UK pollster YouGov has entered the Australian market. Polling will be conducted every fortnight from Thursday to Tuesday by online methods with a sample over 1000. The first YouGov poll, conducted from 22 to 27 June from a sample of 1125, has Labor leading by 51-49. Primary votes are 34% Labor, 33% Coalition, 12% Greens, 7% One Nation, 4% Christian parties and 3% NIck Xenophon Team.

Labor’s narrow two party lead was obtained using respondent-allocated preferences. Using the previous election method, Labor would lead 54-46. Christian parties are not included in the readout in any other poll, and it is likely that most of them are Liberals.

Victoria and ACT to gain seats, while SA loses a seat

On 31 August, the Electoral Commission will determine the number of House seats each state and territory is entitled to, based on the latest population figures.

The 2016 Census was released on 27 June. As a result, according to the parliamentary library, SA’s seats will be reduced by one to 10, while Victoria and the ACT will both gain one seat, to 38 and 3 seats respectively. Other states are unchanged, with NSW entitled to 47 seats, Queensland 30, WA 16, Tasmania 5 and the NT 2. Overall, the House will have 151 members after the next Federal election, up from the current 150.

Labor easily won both ACT seats at the 2016 election, so the creation of a third seat is good news for them. The political effect of redistributions in Victoria and SA will not be known until draft boundaries are released.

If an election is called before the redistributions are finalised, special arrangements are used to create or merge seats. These arrangements have never been used.

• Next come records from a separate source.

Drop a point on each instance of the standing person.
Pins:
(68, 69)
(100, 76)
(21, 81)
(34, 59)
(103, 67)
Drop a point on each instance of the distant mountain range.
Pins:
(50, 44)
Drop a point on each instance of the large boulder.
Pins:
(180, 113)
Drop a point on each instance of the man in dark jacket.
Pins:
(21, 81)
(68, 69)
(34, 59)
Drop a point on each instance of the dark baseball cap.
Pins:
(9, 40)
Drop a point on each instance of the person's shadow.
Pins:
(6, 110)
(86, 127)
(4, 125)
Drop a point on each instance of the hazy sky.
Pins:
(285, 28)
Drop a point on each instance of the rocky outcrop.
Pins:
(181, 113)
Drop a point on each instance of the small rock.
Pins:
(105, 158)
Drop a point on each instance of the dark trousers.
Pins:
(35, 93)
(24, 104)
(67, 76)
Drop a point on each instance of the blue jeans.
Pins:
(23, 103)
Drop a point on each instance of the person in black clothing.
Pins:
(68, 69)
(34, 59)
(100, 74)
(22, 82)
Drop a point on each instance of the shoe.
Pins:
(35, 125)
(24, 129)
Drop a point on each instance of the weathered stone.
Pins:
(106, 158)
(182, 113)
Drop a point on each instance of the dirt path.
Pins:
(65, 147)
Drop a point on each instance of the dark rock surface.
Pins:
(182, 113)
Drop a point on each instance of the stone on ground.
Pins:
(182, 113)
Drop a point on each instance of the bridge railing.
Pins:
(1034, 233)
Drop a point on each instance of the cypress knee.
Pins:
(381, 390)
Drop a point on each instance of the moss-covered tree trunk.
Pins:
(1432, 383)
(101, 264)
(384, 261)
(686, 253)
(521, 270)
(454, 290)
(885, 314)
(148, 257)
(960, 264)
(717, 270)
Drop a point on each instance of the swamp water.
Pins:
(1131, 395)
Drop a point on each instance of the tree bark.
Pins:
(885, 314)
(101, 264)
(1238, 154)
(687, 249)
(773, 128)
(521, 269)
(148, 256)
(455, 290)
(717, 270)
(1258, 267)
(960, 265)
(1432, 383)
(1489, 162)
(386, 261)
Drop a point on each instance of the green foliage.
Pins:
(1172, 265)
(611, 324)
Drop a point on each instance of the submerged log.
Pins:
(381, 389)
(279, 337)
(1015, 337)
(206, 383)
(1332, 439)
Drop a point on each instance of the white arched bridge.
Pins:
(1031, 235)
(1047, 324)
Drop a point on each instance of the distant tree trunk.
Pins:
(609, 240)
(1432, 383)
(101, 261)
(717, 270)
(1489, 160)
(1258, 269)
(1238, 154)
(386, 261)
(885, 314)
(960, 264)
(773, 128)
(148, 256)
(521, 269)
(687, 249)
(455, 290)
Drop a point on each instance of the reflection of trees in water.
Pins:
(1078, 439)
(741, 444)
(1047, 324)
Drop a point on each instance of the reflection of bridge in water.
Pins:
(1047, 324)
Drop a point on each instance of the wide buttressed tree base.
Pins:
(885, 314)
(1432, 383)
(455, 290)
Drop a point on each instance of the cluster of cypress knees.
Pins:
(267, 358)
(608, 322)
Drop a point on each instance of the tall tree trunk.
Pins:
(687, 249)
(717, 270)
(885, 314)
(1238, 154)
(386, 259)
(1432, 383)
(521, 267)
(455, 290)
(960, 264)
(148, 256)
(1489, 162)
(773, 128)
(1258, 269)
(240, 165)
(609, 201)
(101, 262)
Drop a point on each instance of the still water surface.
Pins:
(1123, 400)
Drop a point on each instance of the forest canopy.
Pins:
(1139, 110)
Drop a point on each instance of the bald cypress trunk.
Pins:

Tasmania should have only three House seats, but is entitled to five as this is the minimum entitlement for any of the six original states. As Tasmania has tended to give better results for Labor than the mainland, this malapportionment favours Labor.

More UK post-election analysis

The Guardian has analysis of a post-election study from pollster Ipsos Mori. In terms of swing from the 2015 election, the Conservatives performed best among demographics where the UK Independence Party (UKIP) had its highest vote shares in 2015: these demographics included those aged over 65 and lower social classes.

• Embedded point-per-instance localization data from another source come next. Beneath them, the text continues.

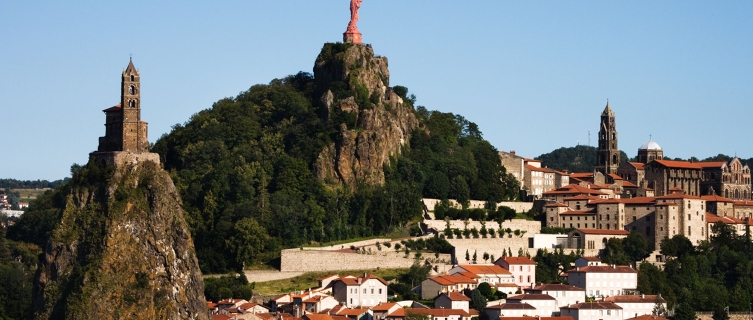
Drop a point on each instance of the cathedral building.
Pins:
(608, 154)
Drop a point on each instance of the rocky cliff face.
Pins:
(122, 250)
(375, 123)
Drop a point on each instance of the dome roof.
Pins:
(650, 145)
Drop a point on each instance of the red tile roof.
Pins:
(647, 317)
(574, 189)
(678, 196)
(556, 204)
(316, 316)
(485, 269)
(456, 296)
(637, 165)
(353, 312)
(581, 197)
(556, 287)
(512, 306)
(636, 200)
(712, 218)
(635, 299)
(711, 164)
(578, 213)
(113, 108)
(603, 269)
(537, 318)
(438, 312)
(384, 306)
(602, 231)
(582, 175)
(518, 260)
(715, 198)
(594, 305)
(450, 280)
(678, 164)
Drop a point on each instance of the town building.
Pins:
(593, 310)
(432, 287)
(452, 300)
(637, 305)
(523, 269)
(608, 153)
(364, 291)
(564, 295)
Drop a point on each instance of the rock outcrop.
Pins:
(122, 250)
(374, 122)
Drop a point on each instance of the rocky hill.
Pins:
(121, 250)
(378, 122)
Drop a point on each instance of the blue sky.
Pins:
(534, 75)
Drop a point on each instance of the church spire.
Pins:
(607, 155)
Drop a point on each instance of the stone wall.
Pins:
(319, 260)
(531, 227)
(494, 246)
(518, 206)
(121, 158)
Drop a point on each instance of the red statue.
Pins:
(351, 34)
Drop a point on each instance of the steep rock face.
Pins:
(375, 122)
(122, 250)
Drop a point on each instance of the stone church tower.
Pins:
(124, 130)
(608, 155)
(126, 136)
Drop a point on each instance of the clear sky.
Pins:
(534, 75)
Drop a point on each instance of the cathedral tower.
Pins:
(608, 155)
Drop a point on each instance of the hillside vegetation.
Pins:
(244, 169)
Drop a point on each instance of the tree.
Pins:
(720, 313)
(460, 191)
(677, 246)
(478, 301)
(248, 240)
(636, 247)
(486, 290)
(614, 253)
(685, 311)
(409, 315)
(659, 309)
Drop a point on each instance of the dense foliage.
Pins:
(31, 184)
(18, 262)
(575, 159)
(244, 171)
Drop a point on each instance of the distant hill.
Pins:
(574, 159)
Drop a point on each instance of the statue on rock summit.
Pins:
(352, 35)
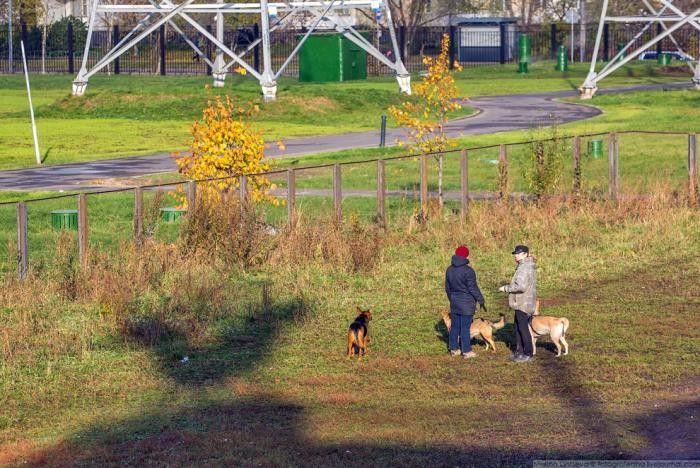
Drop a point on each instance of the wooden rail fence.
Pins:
(337, 192)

The Conservatives have adopted UKIP’s populist agenda regarding Brexit, and right-wing populism explains some of the swing to the Conservatives among demographics that were most likely to vote for UKIP and Leave at the 2016 Brexit referendum.

Labour performed best in swing terms among voters aged 18-44 and higher social classes. UKIP had low 2015 vote shares among these demographics. Although Jeremy Corbyn’s radical left-wing policies were also important in winning over young people, Labour’s unexpectedly strong performance can be seen as a rejection of right-wing populism among demographics that voted Remain at the Brexit referendum.

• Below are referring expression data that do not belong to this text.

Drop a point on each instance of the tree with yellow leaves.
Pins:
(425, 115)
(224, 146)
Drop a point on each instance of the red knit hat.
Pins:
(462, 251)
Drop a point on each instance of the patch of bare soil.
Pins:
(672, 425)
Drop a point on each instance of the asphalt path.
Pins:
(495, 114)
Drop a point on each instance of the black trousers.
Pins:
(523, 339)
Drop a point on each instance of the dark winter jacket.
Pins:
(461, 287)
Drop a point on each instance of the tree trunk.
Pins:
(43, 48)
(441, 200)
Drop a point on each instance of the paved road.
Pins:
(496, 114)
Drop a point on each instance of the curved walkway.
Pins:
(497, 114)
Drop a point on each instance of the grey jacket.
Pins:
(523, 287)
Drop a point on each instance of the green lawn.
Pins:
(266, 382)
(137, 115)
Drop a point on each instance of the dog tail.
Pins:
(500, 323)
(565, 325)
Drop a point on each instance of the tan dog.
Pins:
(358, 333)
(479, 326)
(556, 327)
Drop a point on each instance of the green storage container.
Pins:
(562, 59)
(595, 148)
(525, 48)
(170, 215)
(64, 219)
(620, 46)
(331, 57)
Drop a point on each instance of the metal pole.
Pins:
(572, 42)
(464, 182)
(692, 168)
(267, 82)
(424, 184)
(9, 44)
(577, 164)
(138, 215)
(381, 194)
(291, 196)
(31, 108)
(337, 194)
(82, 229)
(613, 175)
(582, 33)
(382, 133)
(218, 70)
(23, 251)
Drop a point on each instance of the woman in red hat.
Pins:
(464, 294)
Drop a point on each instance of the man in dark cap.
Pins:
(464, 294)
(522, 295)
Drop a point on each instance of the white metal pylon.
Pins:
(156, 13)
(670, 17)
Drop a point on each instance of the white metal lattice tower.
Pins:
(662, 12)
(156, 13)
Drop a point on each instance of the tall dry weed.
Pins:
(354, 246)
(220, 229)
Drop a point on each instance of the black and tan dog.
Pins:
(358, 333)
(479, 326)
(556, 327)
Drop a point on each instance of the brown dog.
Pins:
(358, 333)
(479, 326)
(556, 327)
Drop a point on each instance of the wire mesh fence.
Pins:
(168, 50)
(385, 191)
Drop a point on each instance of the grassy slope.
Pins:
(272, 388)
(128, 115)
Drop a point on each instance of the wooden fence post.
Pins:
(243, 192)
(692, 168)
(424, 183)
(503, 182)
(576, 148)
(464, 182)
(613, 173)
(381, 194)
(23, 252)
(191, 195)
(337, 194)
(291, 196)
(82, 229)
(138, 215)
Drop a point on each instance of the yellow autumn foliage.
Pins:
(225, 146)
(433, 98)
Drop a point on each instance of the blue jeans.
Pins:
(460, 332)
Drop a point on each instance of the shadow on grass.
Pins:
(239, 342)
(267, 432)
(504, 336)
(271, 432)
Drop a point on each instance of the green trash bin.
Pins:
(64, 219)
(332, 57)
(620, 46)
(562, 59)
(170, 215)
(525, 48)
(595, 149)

The swing to Labour in higher social classes, and the swing to the Conservatives in lower classes, has meant that the Conservatives narrowly won the top three classes, and Labour narrowly won the fourth class. At previous elections, there has been a far greater difference in party support by class.

On 26 June, the Conservatives committed to spend an additional £1 billion (about $AU 1.7 billion) on Northern Ireland (NI) in return for support on important Commons votes from the Democratic Unionist Party (DUP).

During the election campaign, PM Theresa May told a nurse who had had no wage increases for eight years, “There isn’t a magic money tree we can shake”. Every time the Conservatives now say there is no money for schools, hospitals, public sector wage increases, etc, people will remember the £1 billion “magic money tree” for NI.